When GroundUp visited the school last week, several learners were doing classwork at desks outside. The school consists of two classrooms that look weathered and do not have windows or doors. Parents say the nearest primary school is an hour away by foot and they cannot afford transport for their children.
Parent Gugu Ndlela explained that the school started in 2016 and came as a blessing to parents in the area. “Most parents are unemployed and survive on child support grants. When the principal came with the idea of building a school, we all welcomed it. But it has not been easy because the two classrooms cannot accommodate all the learners,” said Ndlela.
Ndlela said some learners had been using the community hall but they were recently told they can no longer use it. “Learners had to move back to the two rooms they were using. Due to the coronavirus pandemic, all the grades can’t fit into the two rooms, so some classes are conducted outside,” said Ndlela.
Hleziphi Mzobe’s son is in grade 2 at Inkosi Sipho Primary. Mzobe said that children don’t go to school when it rains because there is no space to accommodate all of them.
“We have tried everything as parents to get assistance. We wrote letters, even to the municipality, but to no avail. We are desperate and this school has been very helpful. Many children who were at this school are now in high school,” said Mzobe.
The school is currently not registered with the KwaZulu-Natal Department of Education which has made applying for assistance and resources harder.

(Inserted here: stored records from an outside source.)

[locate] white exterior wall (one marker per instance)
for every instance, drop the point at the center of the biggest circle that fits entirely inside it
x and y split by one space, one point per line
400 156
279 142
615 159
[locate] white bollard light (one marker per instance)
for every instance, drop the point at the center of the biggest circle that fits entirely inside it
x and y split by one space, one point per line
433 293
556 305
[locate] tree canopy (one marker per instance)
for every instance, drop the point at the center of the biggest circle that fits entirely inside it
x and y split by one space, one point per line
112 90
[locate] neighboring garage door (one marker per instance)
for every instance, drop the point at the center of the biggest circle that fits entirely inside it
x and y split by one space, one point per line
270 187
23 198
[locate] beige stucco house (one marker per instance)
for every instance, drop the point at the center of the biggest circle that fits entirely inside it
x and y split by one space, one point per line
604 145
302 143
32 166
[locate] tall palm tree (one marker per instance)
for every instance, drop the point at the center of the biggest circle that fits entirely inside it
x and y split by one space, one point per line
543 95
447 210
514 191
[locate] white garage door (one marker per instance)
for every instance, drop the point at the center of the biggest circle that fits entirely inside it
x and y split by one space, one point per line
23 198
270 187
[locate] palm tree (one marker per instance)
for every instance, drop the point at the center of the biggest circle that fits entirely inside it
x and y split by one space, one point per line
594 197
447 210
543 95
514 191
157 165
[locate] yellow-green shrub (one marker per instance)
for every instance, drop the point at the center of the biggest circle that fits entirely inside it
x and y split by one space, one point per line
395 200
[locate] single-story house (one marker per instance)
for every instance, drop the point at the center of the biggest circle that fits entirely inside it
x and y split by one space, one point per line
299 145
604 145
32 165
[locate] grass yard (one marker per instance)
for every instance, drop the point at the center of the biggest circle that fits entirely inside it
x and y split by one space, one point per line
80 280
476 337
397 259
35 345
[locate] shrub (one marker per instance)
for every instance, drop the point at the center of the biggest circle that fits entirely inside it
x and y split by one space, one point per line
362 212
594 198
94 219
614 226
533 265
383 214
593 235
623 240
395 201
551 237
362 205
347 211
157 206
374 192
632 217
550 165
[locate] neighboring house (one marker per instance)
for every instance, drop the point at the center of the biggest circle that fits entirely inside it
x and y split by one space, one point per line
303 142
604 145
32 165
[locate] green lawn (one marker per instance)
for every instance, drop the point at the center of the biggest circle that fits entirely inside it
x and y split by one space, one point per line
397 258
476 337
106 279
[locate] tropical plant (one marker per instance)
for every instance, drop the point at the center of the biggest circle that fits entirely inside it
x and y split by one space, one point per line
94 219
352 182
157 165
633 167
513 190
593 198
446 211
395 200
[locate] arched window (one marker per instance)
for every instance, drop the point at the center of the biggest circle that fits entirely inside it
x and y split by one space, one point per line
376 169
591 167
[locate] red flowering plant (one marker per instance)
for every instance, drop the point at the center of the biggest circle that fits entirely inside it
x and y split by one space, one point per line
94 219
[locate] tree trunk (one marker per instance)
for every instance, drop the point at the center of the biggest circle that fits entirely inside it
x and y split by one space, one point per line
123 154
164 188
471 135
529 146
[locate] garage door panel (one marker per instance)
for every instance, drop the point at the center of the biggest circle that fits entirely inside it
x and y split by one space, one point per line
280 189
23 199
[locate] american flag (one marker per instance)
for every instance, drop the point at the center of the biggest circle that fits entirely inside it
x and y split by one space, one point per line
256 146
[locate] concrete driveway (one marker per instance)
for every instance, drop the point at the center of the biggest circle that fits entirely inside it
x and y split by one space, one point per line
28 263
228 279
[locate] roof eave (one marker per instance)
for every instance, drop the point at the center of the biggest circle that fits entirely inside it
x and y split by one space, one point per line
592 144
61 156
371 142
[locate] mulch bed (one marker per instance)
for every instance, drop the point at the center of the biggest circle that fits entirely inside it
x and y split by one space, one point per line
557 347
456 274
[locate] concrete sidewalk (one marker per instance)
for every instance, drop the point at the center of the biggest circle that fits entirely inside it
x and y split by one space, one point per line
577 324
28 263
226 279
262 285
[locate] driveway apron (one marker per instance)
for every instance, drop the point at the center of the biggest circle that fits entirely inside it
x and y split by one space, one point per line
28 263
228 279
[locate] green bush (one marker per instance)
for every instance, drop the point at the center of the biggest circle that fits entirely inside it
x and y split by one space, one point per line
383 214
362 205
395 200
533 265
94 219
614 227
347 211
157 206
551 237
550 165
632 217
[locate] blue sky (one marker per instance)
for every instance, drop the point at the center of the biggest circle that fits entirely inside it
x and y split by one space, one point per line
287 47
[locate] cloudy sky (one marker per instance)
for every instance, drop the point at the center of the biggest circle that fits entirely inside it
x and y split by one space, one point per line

Most of the teachers are volunteers and learners use a pit toilet.
School Governing Body (SGB) chairperson Siyabonga Magubane said the school has found a site for a new school to accommodate all of the learners but needs help to build it.
“The founder of the school who is also the principal built two rooms and teachers are trying to adhere to Covid-19 regulations. This school is the only one close enough to walk to, other schools are very far from here. This is an impoverished community so it is difficult for parents to afford transport for children when they can barely feed them,” said Magubane.
Ward 14 Councillor Leonard Ngcobo said he was asked whether the school could use the community hall temporarily. He said he was no longer able to accommodate the school as the hall was needed for other community activities.
Ngcobo said he would support and assist where possible with the construction of the new school.
Parents are expected to meet with Department officials on Friday.